Американцы любят кино, пожалуй, больше любого другого вида зрелищ. Фильмы крутят голливудские: гангстеры и ковбои, пираты и ужасы, и, как правило, бедная девица завоевывает сердце богача, а конец обязательно благополучный, поцелуи и венец, В кино можно назначить свидание, поговорить о делах и не о делах, можно курить, поесть и попить. Даже лучше, чем в ресторане. Бывает и так, что, увлеченный пикантной сценой или стройными ножками «герлс», джентльмен гасит сигаретку о плечо сидящей впереди леди… В зал входят и выходят непрерывно, нет ни начала, ни конца сеансов. Если вы купили билет, никого уже не интересует, сколько вы там пробудете: будь то пять минут или пять часов подряд.

… Моторы и самолет доведены до готовности к старту. Все опробовано, просмотрено и проверено. Нет только покрышки. Мистер Траубридж утешает нас, что протектор вот-вот прибудет, фирма не подведет.

Решили воспользоваться свободным временем для реализации выданных нам долларов. Не в пример Лондону, столица Соединенных Штатов полна товарами. Ни карточек, ни талончиков. Всего вдоволь, не хватает лишь покупателей.

В любом, мало-мальски приличном торговом заведении находятся служащие, говорящие на русском языке. Они настойчиво расхваливают все, что имеется в продаже. Продавцы и кассиры, лифтеры и швейцары, реже — хозяева магазинов, покинувшие родину, спасаясь от революции, служат теперь единственному признанному в Америке богу — доллару.

Наши доллары уже подходили к концу, когда мы под вечер зашли в лавку суконщика. По его словам, он покинул Бердичев еще до первой мировой войны. Перед единственным прилавком толпилось несколько офицеров. Мы переглянулись, услышав вперемешку с английской скороговоркой сочный русский мат, которым старый еврей «обкладывал» своих покупателей.

— Давайте, ребята, пойдемте отсюда… — поежился Романов, когда в конце английской тирады снова прозвучало «в бога… в мать…». Но хозяин лавки, увидев нас, бросил своих клиентов и мигом очутился перед нами и на очень хорошем и вежливом русском языке начал предлагать свои товары. Саржа и шевиот защитного цвета нам приглянулись. Отмерив требуемое количество, лавочник тщательно упаковал покупки и… отказался от платы!

— Настоящим русским офицерам я продаю первый раз. Разрешите вам сделать подарок!

— Настоящие русские офицеры подаяний не принимают, — бросил ядовито Штепенко.

— Прошу меня простить!

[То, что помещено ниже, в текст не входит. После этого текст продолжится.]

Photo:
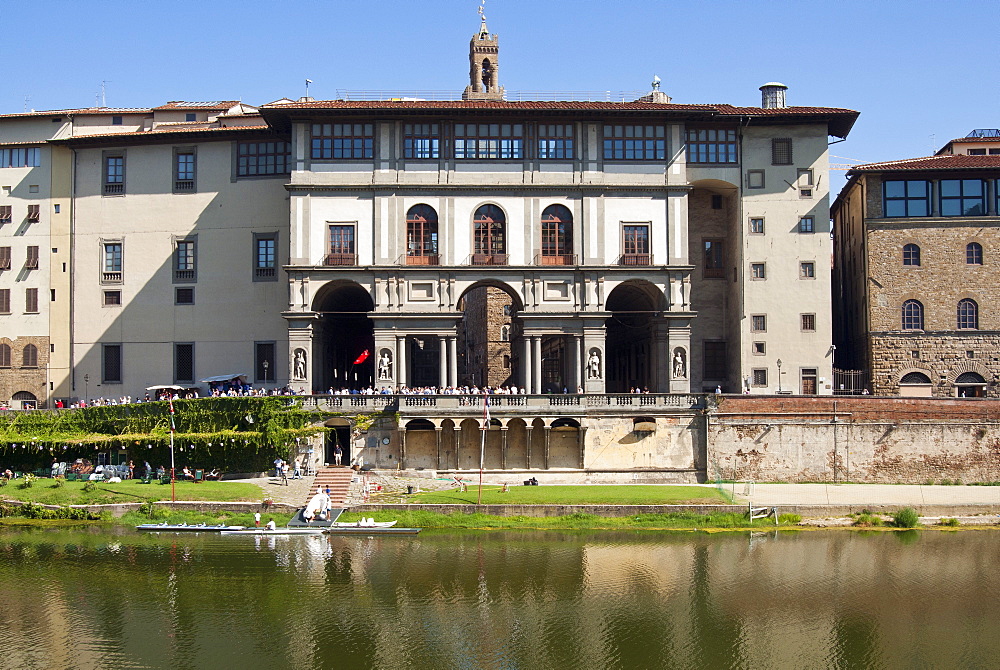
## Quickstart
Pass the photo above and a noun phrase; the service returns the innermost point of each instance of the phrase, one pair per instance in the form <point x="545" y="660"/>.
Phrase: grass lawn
<point x="574" y="495"/>
<point x="71" y="493"/>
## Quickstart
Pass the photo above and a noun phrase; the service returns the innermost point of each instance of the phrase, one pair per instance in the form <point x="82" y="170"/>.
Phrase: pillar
<point x="536" y="360"/>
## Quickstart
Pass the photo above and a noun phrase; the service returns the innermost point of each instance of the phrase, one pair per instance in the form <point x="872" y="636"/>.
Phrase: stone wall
<point x="854" y="439"/>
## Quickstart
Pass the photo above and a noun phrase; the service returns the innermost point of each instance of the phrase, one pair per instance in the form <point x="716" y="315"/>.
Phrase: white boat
<point x="364" y="523"/>
<point x="276" y="531"/>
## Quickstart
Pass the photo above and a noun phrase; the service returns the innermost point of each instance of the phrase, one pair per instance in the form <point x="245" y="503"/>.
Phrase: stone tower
<point x="484" y="67"/>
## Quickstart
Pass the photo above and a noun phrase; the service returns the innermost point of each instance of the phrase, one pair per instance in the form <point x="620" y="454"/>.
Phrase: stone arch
<point x="342" y="334"/>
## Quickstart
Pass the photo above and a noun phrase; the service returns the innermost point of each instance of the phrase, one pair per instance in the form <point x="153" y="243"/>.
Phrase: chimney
<point x="772" y="95"/>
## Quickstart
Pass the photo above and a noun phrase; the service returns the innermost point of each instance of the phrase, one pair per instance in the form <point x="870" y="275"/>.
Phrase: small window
<point x="974" y="253"/>
<point x="968" y="314"/>
<point x="184" y="296"/>
<point x="111" y="364"/>
<point x="781" y="151"/>
<point x="913" y="315"/>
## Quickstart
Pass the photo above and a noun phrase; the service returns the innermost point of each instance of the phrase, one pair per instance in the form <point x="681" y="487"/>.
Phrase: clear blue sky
<point x="919" y="72"/>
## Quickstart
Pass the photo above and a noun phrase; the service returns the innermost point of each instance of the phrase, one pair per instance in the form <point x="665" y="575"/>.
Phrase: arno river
<point x="114" y="598"/>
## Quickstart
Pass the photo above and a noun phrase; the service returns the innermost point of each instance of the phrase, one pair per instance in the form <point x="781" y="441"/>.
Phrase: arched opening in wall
<point x="24" y="400"/>
<point x="339" y="436"/>
<point x="631" y="358"/>
<point x="970" y="385"/>
<point x="489" y="336"/>
<point x="342" y="336"/>
<point x="915" y="385"/>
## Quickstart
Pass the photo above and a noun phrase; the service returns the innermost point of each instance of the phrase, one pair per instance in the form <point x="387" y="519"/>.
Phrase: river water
<point x="100" y="598"/>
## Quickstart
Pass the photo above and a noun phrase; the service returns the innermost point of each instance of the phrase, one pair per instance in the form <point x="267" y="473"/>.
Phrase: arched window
<point x="915" y="378"/>
<point x="490" y="227"/>
<point x="913" y="315"/>
<point x="557" y="236"/>
<point x="30" y="357"/>
<point x="974" y="253"/>
<point x="421" y="236"/>
<point x="968" y="314"/>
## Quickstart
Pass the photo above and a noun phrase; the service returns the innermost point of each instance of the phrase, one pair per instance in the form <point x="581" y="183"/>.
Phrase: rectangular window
<point x="114" y="174"/>
<point x="111" y="364"/>
<point x="265" y="257"/>
<point x="963" y="197"/>
<point x="555" y="141"/>
<point x="906" y="198"/>
<point x="342" y="140"/>
<point x="184" y="171"/>
<point x="635" y="143"/>
<point x="256" y="159"/>
<point x="781" y="151"/>
<point x="635" y="244"/>
<point x="488" y="141"/>
<point x="712" y="145"/>
<point x="715" y="360"/>
<point x="341" y="246"/>
<point x="112" y="273"/>
<point x="21" y="157"/>
<point x="421" y="140"/>
<point x="183" y="362"/>
<point x="264" y="369"/>
<point x="715" y="258"/>
<point x="184" y="296"/>
<point x="185" y="268"/>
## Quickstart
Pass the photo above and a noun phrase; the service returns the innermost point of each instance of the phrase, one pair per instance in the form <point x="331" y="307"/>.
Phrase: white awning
<point x="221" y="378"/>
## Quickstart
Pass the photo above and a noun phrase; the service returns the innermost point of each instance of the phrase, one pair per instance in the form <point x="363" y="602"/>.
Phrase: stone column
<point x="442" y="362"/>
<point x="453" y="361"/>
<point x="536" y="345"/>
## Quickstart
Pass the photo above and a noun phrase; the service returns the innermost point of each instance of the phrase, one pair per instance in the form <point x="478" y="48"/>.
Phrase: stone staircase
<point x="338" y="479"/>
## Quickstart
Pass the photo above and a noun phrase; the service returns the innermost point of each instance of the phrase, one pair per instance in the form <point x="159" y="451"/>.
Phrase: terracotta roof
<point x="942" y="162"/>
<point x="182" y="105"/>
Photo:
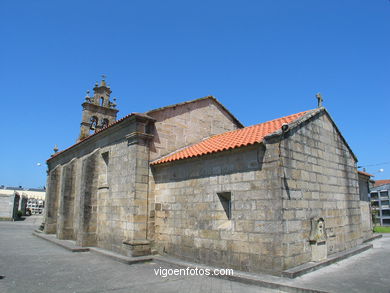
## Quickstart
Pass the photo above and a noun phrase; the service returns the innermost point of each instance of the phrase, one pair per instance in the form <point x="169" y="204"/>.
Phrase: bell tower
<point x="98" y="110"/>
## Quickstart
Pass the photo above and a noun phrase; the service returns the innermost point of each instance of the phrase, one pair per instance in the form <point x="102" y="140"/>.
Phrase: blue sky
<point x="262" y="59"/>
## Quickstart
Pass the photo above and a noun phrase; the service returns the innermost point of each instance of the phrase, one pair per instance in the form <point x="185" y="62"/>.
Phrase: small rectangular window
<point x="226" y="201"/>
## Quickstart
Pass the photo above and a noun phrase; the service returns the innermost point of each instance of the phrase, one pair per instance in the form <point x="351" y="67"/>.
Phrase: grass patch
<point x="382" y="229"/>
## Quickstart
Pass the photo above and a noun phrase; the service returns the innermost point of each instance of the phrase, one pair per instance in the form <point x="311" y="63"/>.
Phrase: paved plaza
<point x="30" y="264"/>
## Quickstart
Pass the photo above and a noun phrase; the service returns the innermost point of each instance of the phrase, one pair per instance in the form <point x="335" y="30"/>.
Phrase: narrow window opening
<point x="226" y="200"/>
<point x="104" y="123"/>
<point x="104" y="174"/>
<point x="93" y="123"/>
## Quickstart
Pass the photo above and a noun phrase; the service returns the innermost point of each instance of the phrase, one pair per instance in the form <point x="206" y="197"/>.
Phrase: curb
<point x="68" y="245"/>
<point x="121" y="258"/>
<point x="312" y="266"/>
<point x="373" y="238"/>
<point x="264" y="281"/>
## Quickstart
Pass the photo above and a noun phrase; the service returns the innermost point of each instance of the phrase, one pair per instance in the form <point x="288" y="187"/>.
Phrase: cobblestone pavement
<point x="30" y="264"/>
<point x="365" y="272"/>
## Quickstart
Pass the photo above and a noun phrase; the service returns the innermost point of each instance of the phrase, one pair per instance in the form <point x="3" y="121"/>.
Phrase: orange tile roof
<point x="381" y="182"/>
<point x="230" y="140"/>
<point x="365" y="173"/>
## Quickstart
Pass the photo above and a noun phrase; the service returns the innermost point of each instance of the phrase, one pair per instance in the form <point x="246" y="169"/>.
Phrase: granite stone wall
<point x="52" y="198"/>
<point x="319" y="179"/>
<point x="191" y="222"/>
<point x="65" y="218"/>
<point x="276" y="189"/>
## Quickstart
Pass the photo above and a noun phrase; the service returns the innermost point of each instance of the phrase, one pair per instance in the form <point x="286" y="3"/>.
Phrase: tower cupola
<point x="98" y="111"/>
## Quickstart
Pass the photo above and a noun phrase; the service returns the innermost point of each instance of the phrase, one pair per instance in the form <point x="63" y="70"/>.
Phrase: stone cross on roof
<point x="320" y="100"/>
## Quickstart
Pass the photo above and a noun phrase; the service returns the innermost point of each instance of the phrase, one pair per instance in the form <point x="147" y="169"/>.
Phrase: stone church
<point x="189" y="180"/>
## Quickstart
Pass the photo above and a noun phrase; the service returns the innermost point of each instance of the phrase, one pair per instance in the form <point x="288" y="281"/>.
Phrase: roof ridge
<point x="246" y="127"/>
<point x="231" y="139"/>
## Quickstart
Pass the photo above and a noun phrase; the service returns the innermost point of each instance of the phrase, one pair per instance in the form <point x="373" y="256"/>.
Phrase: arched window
<point x="93" y="122"/>
<point x="104" y="123"/>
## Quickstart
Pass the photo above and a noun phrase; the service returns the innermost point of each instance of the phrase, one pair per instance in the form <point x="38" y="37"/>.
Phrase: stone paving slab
<point x="29" y="264"/>
<point x="262" y="280"/>
<point x="67" y="244"/>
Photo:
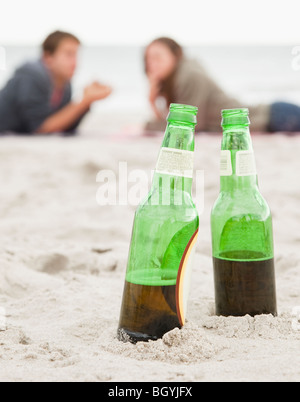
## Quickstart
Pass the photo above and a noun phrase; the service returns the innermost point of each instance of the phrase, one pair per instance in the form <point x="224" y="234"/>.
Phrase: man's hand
<point x="95" y="92"/>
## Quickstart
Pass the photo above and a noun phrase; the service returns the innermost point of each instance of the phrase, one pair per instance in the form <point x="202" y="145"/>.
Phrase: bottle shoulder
<point x="241" y="202"/>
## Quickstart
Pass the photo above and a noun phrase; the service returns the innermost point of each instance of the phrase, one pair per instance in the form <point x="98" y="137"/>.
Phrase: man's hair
<point x="52" y="42"/>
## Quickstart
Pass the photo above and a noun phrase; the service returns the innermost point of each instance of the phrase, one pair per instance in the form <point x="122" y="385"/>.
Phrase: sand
<point x="63" y="261"/>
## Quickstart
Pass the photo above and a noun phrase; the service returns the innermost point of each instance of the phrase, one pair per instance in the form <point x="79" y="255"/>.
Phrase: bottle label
<point x="245" y="163"/>
<point x="175" y="162"/>
<point x="184" y="279"/>
<point x="226" y="165"/>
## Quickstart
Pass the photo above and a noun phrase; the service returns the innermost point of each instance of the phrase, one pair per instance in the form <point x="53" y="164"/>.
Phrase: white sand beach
<point x="63" y="261"/>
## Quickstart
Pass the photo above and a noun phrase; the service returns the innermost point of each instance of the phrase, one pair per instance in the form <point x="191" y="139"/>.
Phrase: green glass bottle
<point x="164" y="235"/>
<point x="242" y="234"/>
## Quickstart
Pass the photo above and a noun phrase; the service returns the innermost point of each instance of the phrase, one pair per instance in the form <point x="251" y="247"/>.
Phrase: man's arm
<point x="66" y="117"/>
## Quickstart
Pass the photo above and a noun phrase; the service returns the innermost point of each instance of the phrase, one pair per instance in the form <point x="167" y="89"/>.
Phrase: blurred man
<point x="37" y="99"/>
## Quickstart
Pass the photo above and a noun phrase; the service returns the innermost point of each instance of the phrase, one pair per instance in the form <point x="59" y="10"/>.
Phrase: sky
<point x="136" y="22"/>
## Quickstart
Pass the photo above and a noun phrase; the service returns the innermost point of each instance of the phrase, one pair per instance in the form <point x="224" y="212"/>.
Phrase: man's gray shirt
<point x="25" y="101"/>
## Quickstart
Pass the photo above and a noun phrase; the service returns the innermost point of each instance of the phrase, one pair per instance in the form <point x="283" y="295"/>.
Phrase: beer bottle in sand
<point x="164" y="235"/>
<point x="242" y="232"/>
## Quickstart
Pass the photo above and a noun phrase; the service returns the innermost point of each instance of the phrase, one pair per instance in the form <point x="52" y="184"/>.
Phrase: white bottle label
<point x="245" y="163"/>
<point x="175" y="162"/>
<point x="226" y="165"/>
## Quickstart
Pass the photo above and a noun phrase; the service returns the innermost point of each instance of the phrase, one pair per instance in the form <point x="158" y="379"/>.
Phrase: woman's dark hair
<point x="52" y="42"/>
<point x="167" y="85"/>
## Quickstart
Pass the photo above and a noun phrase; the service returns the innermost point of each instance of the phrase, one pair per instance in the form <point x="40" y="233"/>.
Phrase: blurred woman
<point x="175" y="79"/>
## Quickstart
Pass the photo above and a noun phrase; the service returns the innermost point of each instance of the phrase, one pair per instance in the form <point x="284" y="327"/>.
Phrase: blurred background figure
<point x="38" y="98"/>
<point x="173" y="78"/>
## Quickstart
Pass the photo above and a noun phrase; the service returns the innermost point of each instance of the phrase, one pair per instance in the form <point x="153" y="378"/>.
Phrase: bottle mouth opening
<point x="183" y="113"/>
<point x="235" y="117"/>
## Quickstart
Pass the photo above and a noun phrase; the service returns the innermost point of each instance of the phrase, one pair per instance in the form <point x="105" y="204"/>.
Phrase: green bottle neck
<point x="235" y="139"/>
<point x="179" y="136"/>
<point x="182" y="137"/>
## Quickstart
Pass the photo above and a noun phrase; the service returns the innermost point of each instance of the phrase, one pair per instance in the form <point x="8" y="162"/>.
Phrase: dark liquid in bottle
<point x="148" y="312"/>
<point x="244" y="287"/>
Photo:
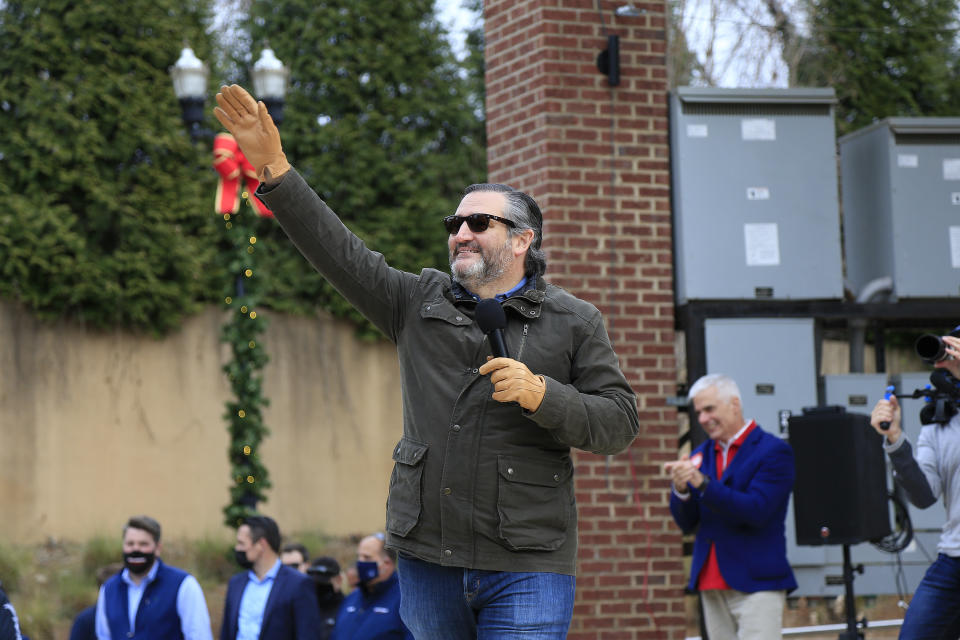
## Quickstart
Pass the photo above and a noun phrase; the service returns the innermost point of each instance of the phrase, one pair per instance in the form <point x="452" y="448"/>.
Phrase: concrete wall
<point x="95" y="427"/>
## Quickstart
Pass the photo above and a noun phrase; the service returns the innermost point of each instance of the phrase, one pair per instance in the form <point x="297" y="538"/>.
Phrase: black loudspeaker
<point x="840" y="494"/>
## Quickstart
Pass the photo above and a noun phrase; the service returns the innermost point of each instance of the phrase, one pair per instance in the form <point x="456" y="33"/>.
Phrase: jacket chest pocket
<point x="533" y="503"/>
<point x="404" y="501"/>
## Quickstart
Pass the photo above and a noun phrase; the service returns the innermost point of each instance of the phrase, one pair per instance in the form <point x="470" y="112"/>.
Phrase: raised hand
<point x="514" y="382"/>
<point x="250" y="123"/>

Я не хотел вас оскорбить! Уверяю вас: я преклоняюсь перед офицерами Красной Армии, которые так мужественно руководят обороной против фашистов. Вы ведь знаете, что делают с нами фашисты! — и старик рассказал нам о судьбе своих близких и далеких родственников, ограбленных изагнанных фашистами в лагеря смерти. Мы молча слушали его изобилующий страшными подробностями рассказ. Старик умолк. Затем быстро прошел за прилавок, вытащил большую книгу и, полистав ее немного, подозвал нас к себе.